I spent much of my childhood in Alabama, where folks had a saying regarding all the bad headlines the state eternally generates: “Thank God for Mississippi.” If something terrible was happening in Alabama, odds were that it was one degenerate step worse in Mississippi. In all manner of national rankings, Alabama could count on Mississippi as buffer from the very bottom.
When you’re lowdown, you’re grateful for whoever rests just below you because, when affronted, you can always point to them, say: “Hey, check that out!” and then quickly exit the room. In fact, this is an exercise that’s quickly internalized, a rationalization that will zoom around and around inside your head. Table rankings in soccer bring out the phenomenon in pristine Platonic condition, and this season the really bad team all the simply bad teams are grateful for is LA’s Chivas USA.
They’re so thoroughly bad, in fact, that even though DC United is a full ten points below them (though in the Eastern Conference and therefore not in direct competition for playoff spots), they will be remembered as the real garbage of the MLS year. And of course, despite their horrific league record, DC United did win the Open Cup.
For those uninitiated with the extent of Chivas’ ruin, it is … well, comprehensive. They’re bad on the pitch, and the organization is a shambles outside of it. Attendance has been dropping for four years straight and at an average of around 8,000 (the league’s lowest). They share the Home Depot Center with the LA Galaxy, and so when Chivas play, it comes across as a few lonely people in a large stadium. The team has become synonymous with failed marketing strategy, intransigently strung out over a decade. They’re under the same ownership as Liga MX’s popular and historic Chivas Guadalajara, and were conceived as a kind of child club that could reach a Latino audience in the US and funnel talent back to the mother club. It hasn’t worked that way, with talent or audience. The icing on their failure cake came earlier this year when Chivas USA were taken to court by former coaches claiming that they’d been fired because they weren’t of Mexican descent. The lawsuit made it to HBO’s “Real Sports” program and caused a nationwide stir and embarrassed the entire league.
It’s a sad situation, and while organizational ineptitude and discrimination isn’t the players’ fault, they haven’t been playing well, either, and have been at the foot of the standings for most of the season. I imagine it would be hard to play well in those circumstances.

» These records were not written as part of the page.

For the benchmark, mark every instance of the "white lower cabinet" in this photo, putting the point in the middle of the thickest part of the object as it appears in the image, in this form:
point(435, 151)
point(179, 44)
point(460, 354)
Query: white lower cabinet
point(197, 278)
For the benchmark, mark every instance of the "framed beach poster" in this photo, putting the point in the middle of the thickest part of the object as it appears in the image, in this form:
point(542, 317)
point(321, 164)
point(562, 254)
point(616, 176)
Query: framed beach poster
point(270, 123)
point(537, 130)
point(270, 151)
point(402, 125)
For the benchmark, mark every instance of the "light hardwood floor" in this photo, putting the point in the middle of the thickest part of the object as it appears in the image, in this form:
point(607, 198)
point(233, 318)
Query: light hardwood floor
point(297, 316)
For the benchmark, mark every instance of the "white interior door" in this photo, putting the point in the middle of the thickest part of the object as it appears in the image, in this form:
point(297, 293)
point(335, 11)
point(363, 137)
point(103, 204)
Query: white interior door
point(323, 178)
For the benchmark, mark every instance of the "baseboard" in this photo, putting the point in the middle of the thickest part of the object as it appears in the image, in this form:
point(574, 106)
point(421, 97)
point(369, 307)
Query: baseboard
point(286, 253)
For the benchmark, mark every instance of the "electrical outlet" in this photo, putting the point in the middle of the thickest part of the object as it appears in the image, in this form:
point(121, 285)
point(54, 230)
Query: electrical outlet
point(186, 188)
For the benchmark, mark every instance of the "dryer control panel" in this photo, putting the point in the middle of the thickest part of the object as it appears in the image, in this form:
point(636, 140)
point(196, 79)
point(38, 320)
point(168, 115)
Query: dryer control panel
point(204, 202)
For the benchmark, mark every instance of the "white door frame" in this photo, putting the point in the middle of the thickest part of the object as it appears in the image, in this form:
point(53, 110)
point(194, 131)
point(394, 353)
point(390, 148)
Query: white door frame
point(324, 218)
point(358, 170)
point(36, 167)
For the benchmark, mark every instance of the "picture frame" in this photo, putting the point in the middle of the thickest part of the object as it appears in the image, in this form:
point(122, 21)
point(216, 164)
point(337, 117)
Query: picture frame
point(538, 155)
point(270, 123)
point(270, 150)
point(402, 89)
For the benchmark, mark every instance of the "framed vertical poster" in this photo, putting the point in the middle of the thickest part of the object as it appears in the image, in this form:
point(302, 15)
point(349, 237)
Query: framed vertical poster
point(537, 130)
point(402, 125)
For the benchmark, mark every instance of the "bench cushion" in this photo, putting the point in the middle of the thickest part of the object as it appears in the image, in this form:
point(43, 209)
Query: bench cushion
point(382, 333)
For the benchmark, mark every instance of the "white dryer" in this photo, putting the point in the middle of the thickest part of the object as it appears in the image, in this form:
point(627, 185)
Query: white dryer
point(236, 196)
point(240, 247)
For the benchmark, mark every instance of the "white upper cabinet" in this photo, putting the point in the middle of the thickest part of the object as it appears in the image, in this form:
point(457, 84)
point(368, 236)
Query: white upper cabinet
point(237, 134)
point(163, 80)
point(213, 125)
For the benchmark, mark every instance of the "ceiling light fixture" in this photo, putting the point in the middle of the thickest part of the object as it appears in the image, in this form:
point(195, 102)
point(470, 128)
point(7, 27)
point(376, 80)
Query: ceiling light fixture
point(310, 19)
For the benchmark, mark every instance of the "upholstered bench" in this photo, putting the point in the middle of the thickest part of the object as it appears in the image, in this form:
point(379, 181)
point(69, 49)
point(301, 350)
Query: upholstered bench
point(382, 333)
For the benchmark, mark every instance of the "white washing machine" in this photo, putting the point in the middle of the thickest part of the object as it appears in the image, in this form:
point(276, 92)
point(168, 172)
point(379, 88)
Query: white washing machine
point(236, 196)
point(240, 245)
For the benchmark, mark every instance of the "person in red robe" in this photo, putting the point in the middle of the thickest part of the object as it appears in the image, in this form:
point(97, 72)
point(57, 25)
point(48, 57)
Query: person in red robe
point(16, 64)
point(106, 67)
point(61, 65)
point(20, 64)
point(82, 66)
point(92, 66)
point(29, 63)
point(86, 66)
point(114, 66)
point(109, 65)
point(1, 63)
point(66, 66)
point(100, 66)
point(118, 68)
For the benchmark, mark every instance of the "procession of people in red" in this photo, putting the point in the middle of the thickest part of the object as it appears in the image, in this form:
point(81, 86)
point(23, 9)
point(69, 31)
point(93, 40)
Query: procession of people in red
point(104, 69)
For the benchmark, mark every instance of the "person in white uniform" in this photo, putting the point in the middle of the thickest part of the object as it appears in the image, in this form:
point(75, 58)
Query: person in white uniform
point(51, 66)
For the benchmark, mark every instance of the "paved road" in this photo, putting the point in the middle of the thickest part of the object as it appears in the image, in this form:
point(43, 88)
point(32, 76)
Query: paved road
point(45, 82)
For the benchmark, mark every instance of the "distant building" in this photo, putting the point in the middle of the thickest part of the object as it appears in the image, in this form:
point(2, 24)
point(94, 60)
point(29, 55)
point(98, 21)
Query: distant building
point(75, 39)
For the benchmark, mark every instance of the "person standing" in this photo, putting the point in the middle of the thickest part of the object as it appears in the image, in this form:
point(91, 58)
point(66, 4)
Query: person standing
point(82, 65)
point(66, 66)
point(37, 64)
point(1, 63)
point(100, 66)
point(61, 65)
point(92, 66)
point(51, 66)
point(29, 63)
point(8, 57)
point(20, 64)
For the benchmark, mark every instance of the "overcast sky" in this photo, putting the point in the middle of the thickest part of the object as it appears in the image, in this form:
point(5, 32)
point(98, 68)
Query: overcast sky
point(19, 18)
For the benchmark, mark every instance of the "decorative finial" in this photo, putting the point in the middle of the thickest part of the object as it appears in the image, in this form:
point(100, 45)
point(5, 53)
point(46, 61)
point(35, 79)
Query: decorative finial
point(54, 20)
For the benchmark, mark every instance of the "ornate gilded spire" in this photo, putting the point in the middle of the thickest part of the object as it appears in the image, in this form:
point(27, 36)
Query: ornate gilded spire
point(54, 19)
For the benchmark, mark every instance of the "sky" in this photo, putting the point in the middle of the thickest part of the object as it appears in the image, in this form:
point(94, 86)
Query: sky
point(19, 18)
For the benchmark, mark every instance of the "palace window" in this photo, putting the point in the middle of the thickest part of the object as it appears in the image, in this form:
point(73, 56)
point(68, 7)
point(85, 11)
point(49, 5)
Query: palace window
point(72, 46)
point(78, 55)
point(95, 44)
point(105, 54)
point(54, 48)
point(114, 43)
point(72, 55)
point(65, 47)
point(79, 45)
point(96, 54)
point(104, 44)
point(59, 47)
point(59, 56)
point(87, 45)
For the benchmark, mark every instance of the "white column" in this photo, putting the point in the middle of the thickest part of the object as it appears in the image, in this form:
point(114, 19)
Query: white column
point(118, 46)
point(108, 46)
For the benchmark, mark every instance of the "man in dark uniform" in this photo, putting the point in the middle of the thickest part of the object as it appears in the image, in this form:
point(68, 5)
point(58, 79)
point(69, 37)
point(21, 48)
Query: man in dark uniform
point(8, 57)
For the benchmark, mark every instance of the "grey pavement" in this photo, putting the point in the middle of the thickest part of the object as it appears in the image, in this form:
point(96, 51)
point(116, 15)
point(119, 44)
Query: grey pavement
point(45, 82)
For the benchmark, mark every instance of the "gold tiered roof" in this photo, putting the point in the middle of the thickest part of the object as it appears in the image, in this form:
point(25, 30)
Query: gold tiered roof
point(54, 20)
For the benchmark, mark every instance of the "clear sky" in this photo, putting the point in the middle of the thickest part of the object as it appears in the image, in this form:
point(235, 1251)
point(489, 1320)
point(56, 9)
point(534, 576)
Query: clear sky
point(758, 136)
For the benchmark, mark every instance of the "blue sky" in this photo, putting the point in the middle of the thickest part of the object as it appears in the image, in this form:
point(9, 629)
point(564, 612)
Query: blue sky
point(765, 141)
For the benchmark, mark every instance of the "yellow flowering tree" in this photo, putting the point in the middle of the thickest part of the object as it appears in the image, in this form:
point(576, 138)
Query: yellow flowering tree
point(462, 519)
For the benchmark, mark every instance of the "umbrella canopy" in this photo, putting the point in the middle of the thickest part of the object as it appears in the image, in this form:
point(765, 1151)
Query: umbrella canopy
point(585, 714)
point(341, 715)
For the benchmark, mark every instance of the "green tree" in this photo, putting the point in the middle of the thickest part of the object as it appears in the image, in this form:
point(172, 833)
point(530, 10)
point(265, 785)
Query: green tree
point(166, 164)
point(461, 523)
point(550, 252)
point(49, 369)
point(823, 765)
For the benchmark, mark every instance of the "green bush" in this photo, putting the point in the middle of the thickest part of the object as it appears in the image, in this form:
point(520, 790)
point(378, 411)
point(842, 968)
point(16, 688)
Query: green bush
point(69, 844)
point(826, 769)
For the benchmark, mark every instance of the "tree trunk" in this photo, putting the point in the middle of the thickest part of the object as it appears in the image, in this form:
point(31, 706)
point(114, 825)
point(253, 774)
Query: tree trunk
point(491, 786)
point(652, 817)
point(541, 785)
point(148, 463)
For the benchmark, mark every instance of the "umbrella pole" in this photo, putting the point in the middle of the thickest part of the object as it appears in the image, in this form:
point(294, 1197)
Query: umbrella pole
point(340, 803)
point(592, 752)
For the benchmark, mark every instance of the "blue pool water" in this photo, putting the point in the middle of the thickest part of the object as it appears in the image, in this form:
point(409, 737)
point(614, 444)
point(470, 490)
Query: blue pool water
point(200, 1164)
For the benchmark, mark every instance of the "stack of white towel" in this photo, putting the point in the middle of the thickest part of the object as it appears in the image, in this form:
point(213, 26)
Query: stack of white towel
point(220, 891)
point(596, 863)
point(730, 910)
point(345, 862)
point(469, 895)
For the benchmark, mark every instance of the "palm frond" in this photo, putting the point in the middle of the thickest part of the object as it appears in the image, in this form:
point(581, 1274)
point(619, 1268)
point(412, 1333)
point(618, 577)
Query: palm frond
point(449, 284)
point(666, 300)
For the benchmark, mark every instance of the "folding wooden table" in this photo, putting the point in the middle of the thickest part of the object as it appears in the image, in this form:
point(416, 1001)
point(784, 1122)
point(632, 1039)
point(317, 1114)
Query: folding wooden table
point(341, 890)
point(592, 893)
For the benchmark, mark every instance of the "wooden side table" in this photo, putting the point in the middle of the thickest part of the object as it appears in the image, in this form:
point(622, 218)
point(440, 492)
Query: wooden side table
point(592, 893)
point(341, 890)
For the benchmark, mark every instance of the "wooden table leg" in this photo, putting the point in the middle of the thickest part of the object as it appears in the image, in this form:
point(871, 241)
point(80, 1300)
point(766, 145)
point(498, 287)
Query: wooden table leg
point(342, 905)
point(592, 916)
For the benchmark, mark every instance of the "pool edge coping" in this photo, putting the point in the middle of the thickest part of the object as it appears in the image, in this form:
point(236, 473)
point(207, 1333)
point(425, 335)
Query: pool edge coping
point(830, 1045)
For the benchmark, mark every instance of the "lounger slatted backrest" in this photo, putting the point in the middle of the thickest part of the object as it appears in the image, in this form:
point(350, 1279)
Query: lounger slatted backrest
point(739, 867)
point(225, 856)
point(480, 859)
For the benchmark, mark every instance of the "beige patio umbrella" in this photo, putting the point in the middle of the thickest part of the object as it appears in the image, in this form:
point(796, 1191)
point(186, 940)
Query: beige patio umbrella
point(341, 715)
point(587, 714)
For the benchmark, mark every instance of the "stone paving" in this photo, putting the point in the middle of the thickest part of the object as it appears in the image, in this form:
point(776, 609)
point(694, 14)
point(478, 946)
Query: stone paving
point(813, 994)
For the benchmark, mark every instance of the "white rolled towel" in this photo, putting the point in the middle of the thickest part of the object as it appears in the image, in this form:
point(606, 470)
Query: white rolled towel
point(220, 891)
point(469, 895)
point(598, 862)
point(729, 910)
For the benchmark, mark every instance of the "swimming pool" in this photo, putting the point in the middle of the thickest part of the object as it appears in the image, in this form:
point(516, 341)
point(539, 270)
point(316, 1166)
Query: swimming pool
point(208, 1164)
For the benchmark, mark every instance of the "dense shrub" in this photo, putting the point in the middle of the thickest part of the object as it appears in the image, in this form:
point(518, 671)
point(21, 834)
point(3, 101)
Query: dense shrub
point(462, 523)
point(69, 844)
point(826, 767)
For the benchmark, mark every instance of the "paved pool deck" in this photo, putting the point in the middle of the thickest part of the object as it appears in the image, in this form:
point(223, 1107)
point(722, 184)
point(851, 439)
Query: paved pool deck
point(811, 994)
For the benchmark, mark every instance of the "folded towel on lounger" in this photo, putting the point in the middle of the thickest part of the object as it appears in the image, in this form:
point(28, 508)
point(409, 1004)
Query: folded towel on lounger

The Portland Timbers, of course, have had a breakout season and sit on the opposite end of the table. Depending on results, there’s an outside chance they could even snatch the Supporters Shield from the New York Red Bulls. They could be looking down the standings at absolutely everyone, kings of the season. One year ago, they finished 8th of the 9 teams in the Western Conference. The 9th placed team? Chivas, of course.
It’s a relief not to have the “Thank God for Chivas” sentiment floating around the Timbers. They’re so far removed from those depths, it seems like a joke. But it’s only been a year, and last year the team was pretty dire. The emotions are now those associated with actual achievement, actual competition. Since the MLS lacks a relegation/promotion device for the teams on the bottom, the perennially bad ones just kind of loiter, become irrelevant and lost, without fire. While I have mixed feelings about relegation, maybe because I have a hard time imagining Major League Baseball without the Chicago Cubs; it would do the MLS a janitorial service in cases where teams are truly mismanaged and broken, as Chivas appears to be.
It’s also looking like the Timbers will never be really stuck in a “Thank God for Chivas” spot. There will be bad seasons along with the good, but there’s so much going well with the club outside of the pitch it’s hard to imagine a negative trajectory. For all the magic that Caleb Porter has worked this season- and he’s getting recognized internationally for it- long term success is predicated on a strong fanbase, a strong brand, and reasonable business practices. All of which the Timbers have.